Each PE includes three arithmetic processing pipelines:
- FMA pipeline with is used for complex maths operations
- CVT pipeline which is used for simple maths operations
- SFU pipeline which is used for special functions
The FMA and SVT pipelines are 16-wide, the SFU pipeline is 4-wide and runs at one quarter of the throughput of the other two.
Programs can use up to 32x32-bit registers while maintaining full thread occupancy. More complex programs can use to up 64 at the expense of reduced thread count.
The arithmetic units in the Valhall PE implement a warp-based vectorization scheme to improve functional unit utilization. To improve processing speed, multiple threads are grouped into a set of bundle, which is called a warp, before being executed in parallel by the GPU. Valhall uses 16-wide warps.
For of a single thread, this architecture looks like a stream of scalar 32-bit operations. This means that achieving high utilization of the hardware is a relative straight forward task for the shader compiler. However, the underlying hardware keeps the efficiency benefit of being a vector unit with a single set of control logic. This unit can be amortized over all of the threads in the warp.
The two following diagrams illustrate the advantages of keeping the hardware units busy, regardless of the vector length in the program.
In this example, a vec3 arithmetic operation maps onto a pure SIMD (Single instruction, multiple data) unit, where a pipeline executes one thread per clock:
By contrast, in this example the pipeline in a 4-wide warp unit, executes one lane per thread for four threads per clock:
Valhall maintains native support for int8, int16, and fp16 data types. These data types can be packed using SIMD instructions to fill each 32-bit data processing lane. This arrangement maintains the power efficiency and performance that is provided by the types that are narrower than 32-bits.
A single 16-wide warp maths unit can therefore perform 32x fp16/int16 operations per clock cycle, or 64x int8 operations per clock cycle.
The load/store unit is responsible for all shader memory accesses which are not related to texture samplers. This includes generic pointer-based memory access, buffer access, atomics, and imageLoad() and imageStore() accesses for mutable image data.
Data that is stored in a single 64-byte cache line per clock cycle can be accessed.

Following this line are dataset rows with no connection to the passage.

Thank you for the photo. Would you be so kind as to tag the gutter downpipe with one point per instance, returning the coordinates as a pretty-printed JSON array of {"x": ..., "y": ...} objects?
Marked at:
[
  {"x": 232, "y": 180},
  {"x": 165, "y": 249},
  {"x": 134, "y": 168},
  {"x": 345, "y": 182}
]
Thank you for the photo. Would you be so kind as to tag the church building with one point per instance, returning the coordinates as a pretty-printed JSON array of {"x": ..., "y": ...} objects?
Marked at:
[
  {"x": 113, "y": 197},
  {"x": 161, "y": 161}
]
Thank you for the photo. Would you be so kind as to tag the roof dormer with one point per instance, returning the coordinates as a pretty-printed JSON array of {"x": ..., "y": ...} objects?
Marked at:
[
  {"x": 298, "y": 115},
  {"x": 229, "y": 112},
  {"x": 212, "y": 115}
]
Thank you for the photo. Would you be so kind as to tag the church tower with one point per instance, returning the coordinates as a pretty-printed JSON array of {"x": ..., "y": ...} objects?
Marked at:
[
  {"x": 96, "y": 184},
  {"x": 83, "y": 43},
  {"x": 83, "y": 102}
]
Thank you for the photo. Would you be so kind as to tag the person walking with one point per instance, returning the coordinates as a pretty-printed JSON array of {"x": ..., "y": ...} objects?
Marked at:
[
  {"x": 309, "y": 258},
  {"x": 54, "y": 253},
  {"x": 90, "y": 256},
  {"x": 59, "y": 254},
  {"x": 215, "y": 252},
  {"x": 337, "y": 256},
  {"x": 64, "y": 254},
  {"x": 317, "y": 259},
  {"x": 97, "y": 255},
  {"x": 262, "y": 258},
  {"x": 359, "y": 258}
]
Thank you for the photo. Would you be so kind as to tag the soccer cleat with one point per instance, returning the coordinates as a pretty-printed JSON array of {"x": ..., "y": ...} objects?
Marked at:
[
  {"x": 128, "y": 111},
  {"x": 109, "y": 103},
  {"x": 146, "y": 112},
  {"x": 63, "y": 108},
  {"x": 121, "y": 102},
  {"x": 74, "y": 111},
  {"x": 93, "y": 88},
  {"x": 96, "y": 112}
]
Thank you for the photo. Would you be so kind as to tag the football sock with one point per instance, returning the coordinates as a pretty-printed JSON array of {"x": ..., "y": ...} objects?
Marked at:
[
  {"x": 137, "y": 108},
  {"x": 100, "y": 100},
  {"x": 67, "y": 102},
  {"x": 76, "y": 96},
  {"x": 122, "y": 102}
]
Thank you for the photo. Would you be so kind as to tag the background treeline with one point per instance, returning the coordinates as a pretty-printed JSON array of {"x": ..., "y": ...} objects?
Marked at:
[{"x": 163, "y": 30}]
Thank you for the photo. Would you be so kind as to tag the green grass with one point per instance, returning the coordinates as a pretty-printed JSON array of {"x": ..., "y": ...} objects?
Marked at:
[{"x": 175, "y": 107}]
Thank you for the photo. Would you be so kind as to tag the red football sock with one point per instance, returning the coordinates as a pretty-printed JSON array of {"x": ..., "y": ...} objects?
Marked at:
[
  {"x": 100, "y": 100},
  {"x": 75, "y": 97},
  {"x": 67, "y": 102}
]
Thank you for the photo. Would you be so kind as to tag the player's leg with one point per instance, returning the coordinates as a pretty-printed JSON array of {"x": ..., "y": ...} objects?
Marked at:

Warp unit accesses are optimized to reduce unique cache access requests. For example, data can be returned in a single cycle if all threads access data inside the same cache line.
We recommend that you use shader algorithms that exploit the wide data access, and the cross-thread merging functionalities, of the load/store unit.
- Use vector loads and stores in each thread.
- Access sequential address ranges across the threads in a warp
The load/store unit includes 16KB L1 data cache per core, which is backed up by the shared L2 cache.
The varying unit is a dedicated fixed-function varying interpolator. The varying unit ensures good functional unit utilization by using warp vectorization.
For every clock, the varying unit can interpolate 32 bits for every thread in a warp. For example, interpolating a mediump - fp16 - vec4 takes two cycles. Therefore, interpolation of a mediump fp16 is both faster, and more energy efficient, than interpolation of a highp fp32.